My deepest reasons for losing weight are to feel better and comfortable in my skin, my clothes and know my health is headed in the right direction. I have no visions of living at the 130lbs I once was, but I’ll take 140 if the universe will give it to me. A range of healthy weight, strong muscles, and feeling energy is where it’ll be for me. Low blood pressure and cholesterol, no skin or health problems, and lots of energy to have fun and climb with my kiddos is a priority.

I’d like to run a little faster, if not just to reach 10:00 miles so I can easily do mental math.

10 * X is far easier than 12 or 13 * X – am I right? Plus, every few minutes I can shave off, that’ll mean when I do get to a 20 miler in my 80’s it shouldn’t take more than half the day.
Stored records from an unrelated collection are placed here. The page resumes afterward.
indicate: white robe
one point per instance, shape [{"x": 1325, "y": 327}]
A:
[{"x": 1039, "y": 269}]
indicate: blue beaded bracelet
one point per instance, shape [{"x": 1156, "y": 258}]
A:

What have you failed at lately?

2 thoughts on “Back to Running: Speed Work Class Week 1

  1. i got fat (not a good look on a skinny frame) this winter. it was just so nasty in the northeast. like you said, it’s not about the looks as the vanity ship is long gone, but feeling good, getting restful sleep, etc. i really just got back started running a few weeks ago. do you know your heart rate during your runs? i’ve been judging fitness partly by how long it takes to recover to below a certain HR. good luck with the training.

  2. Thanks Freddy! I haven’t been getting comment notifications so I didn’t see this until now. It definitely isn’t about vanity at this point after two kids, so thank you for the support!
    I don’t know my heart rate during runs, but only because I don’t check my watch. I do have records of my HR from each run, so maybe I should start to look more at that. I know my resting HR is higher than it used to be (I used to be in athlete range! and now I’m above average range).
    That is a good idea to judge recovery with HR metrics as well. I think I’ll start to take a closer look at HR, as that’s why I bought this watch to begin with, for the HR metrics on my wrist! Thanks Freddy!